Now, add to that the small variation in costs among pharmacies. We believe that the vast majority of pharmacies, including Walgreens, receive reimbursements per prescription that fall within a narrow band, typically within less than 5 percent of one another. Therefore, excluding any pharmacy with our 20 percent market share from a 5 percent pricing band can only result in savings on the order of 1 percent or less. And that doesn’t take into consideration the additional savings Walgreens can provide through our leading generic dispensing rate or the 7 percent savings that payers can see by adding a 90-day refill option at our retail pharmacies.

It’s also important to point out that during negotiations, Walgreens offered to hold rates for a new contract flat and did not seek an increase in rates. The response from Express Scripts was to insist on being able to unilaterally define contract terms, such as what does and does not constitute a brand and generic drug. Express Scripts also proposed to slash Walgreens reimbursement rates to levels below the industry average cost to provide each prescription.

Walgreens is focused on helping payers with their total health care spend, not just the 10-12 percent of their health care costs that are spent on prescription drugs. While a patient with asthma can lower drug spend by not getting refills on their medication, the resulting emergency room visit that could result will be much more expensive overall for the payer. So we are focused on expanding the pharmacist’s role among health care providers to lower overall medical costs rather than focusing on drug spend alone.

Adherence is a big issue these days especially in Medicare where it is one of the key Star measures for PDP. One of the key value points in the paper is about adherence. How has Walgreens improved patient adherence and are you collaborating with payers to do this?

Walgreens pharmacies provide many medication adherence services, counseling and other assistance that lowers medical costs by improving outcomes. These include monthly adherence calls to inform patients about critical upcoming blood tests that are required to continue therapy; next-day home delivery for medications; assistance programs to help patients minimize risk resulting from economic circumstances that may negatively impact therapy compliance; and alerts for missed doses, at-risk patient behavior or serious adverse side effects that are communicated to a prescribing physician.
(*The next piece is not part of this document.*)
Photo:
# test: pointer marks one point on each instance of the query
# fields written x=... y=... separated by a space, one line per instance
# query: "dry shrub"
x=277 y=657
We also offer 90-day supplies of medication, further promoting adherence. Walgreens pharmacists have consistently demonstrated increased adherence to chronic medicines for high-risk conditions for the populations that we serve. For example, for patients in one study who filled their statin and thyroid medications at community pharmacies and who consulted with a pharmacist, a significant improvement in first refill rates resulted (from 55.7 percent to 70.4 percent) after the adherence program was implemented.
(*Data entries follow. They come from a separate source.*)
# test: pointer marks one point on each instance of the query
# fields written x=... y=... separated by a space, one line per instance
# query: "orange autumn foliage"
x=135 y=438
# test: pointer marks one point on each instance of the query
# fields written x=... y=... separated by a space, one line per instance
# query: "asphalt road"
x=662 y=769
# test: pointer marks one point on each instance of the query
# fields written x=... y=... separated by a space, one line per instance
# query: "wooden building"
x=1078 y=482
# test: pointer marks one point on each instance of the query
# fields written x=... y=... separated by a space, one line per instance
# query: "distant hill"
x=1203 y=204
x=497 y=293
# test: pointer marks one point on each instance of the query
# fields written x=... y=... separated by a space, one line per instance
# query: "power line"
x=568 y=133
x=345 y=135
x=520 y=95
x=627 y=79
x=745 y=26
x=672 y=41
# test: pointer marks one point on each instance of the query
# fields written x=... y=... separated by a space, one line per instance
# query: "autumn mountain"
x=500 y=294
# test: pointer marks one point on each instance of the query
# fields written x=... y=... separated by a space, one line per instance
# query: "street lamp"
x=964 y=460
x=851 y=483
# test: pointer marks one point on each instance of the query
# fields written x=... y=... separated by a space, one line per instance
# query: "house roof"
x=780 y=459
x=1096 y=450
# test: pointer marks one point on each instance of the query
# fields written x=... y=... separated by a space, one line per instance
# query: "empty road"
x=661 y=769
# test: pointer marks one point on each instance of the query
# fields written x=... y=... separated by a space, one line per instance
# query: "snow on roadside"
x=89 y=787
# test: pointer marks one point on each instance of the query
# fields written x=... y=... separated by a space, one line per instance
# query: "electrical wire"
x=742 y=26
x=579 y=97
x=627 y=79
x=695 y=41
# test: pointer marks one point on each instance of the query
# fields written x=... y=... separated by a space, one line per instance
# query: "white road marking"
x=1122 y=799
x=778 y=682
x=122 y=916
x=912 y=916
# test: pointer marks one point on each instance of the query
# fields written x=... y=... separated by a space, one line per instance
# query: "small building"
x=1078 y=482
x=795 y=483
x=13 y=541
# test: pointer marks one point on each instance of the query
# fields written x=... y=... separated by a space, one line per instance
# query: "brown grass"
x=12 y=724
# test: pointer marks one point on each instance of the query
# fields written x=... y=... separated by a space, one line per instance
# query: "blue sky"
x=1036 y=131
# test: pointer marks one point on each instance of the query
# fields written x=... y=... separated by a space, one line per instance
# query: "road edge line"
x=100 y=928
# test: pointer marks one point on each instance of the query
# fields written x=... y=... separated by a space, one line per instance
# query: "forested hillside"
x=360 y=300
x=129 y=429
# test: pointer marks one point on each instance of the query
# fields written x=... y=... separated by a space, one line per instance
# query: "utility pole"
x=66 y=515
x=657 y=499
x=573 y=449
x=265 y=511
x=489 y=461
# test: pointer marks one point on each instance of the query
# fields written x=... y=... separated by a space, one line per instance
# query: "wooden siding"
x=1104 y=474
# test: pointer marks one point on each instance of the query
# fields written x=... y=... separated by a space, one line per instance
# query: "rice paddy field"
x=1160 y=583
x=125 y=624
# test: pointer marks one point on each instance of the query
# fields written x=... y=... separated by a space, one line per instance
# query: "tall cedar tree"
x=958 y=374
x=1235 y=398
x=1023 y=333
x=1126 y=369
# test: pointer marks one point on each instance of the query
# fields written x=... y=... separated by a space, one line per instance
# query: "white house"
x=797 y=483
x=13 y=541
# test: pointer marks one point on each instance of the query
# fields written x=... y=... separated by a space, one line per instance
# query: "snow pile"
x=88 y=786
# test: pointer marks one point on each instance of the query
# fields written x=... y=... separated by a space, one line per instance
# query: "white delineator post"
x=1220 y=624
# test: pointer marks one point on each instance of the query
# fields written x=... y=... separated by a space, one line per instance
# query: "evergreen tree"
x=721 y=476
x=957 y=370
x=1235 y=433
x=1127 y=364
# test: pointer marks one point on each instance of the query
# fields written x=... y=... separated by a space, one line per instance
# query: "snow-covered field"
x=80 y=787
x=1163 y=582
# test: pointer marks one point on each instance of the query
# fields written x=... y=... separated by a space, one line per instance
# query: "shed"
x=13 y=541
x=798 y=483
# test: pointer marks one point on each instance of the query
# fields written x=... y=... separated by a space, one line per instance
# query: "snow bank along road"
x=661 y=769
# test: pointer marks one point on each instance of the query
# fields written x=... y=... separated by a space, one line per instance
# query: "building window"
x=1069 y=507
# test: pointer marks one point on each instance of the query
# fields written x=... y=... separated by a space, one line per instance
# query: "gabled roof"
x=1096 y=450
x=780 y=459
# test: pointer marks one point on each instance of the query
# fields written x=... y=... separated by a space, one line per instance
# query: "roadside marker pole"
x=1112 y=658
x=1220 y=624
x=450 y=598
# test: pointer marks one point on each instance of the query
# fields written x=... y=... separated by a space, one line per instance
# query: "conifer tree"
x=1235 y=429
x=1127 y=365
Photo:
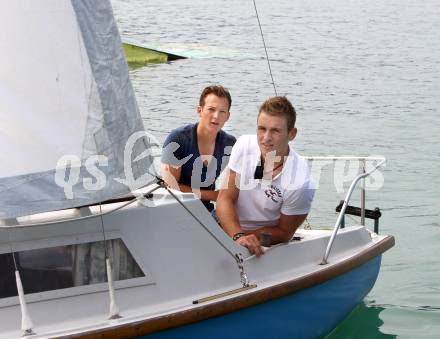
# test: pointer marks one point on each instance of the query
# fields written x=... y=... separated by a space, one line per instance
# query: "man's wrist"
x=238 y=235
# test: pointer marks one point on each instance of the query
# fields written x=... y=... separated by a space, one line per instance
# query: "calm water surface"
x=365 y=79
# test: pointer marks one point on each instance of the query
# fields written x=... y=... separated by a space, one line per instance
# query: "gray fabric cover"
x=38 y=192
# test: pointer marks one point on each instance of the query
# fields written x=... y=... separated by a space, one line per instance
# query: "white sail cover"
x=67 y=108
While CVS has opted to own a PBM, Walgreens has sold their PBM.  Has this experience with Express Scripts changed the way you interact and contract with PBMs?  Do you think this will have broader implications on the industry?

I think it has helped us tremendously in terms of building closer relationships with other PBMs and payers. We’re moving forward with partners such as Catalyst Rx, Prime Therapeutics and SXC Health Solutions, and health plans such as Coventry and Humana. All of us see this as an opportunity to create a differentiated offering during the upcoming selling season.
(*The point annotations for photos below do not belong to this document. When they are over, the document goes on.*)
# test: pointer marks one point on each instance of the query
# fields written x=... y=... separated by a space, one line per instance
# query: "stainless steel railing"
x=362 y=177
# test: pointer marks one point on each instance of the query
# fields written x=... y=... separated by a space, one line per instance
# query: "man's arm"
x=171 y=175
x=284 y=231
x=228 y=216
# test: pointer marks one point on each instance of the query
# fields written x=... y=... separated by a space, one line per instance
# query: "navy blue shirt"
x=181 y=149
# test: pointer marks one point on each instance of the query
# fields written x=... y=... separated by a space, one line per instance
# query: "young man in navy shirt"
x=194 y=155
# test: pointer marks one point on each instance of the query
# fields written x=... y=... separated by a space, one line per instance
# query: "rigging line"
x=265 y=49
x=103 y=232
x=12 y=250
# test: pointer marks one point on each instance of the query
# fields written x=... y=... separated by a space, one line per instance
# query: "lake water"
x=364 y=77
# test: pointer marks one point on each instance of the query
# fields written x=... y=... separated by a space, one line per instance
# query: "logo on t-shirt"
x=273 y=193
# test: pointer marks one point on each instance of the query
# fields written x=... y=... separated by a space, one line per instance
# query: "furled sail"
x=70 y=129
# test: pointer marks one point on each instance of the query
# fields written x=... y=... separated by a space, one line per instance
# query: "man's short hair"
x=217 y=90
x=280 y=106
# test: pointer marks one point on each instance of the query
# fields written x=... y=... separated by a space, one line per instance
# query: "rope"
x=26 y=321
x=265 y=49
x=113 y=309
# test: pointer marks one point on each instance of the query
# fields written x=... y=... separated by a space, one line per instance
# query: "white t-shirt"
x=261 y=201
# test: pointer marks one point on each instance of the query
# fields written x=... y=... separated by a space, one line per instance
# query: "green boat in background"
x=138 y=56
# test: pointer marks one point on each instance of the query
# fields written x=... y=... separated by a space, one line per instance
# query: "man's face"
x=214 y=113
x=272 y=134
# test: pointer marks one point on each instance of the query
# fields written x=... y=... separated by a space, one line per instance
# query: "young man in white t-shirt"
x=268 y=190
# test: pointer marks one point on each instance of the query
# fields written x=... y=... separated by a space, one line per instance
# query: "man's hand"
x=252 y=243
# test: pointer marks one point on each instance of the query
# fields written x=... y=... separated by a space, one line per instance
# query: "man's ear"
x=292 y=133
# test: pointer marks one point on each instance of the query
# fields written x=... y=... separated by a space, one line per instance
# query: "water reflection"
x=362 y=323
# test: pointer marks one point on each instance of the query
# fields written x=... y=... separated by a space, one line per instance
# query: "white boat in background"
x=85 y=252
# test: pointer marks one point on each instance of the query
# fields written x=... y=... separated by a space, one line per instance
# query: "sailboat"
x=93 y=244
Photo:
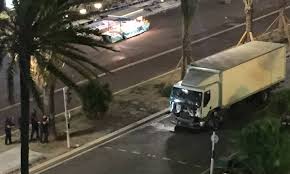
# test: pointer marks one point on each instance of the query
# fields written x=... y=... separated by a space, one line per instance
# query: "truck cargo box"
x=241 y=71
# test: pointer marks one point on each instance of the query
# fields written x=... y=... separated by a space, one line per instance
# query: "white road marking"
x=122 y=150
x=196 y=165
x=163 y=127
x=166 y=159
x=136 y=152
x=162 y=53
x=182 y=162
x=108 y=147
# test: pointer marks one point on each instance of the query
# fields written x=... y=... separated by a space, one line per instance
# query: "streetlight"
x=98 y=5
x=83 y=11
Have any PBMs stepped up to work more strategically with you to create a differentiated offering to take advantage of this disruption during the 2012 selling season?

See answer above.

What’s next?  As Walgreens looks to the future and focuses on creating new value, how are you embracing key changes in the industry around health reform and technology innovation?

See question 1 and our development of the Well Experience store and pharmacy format.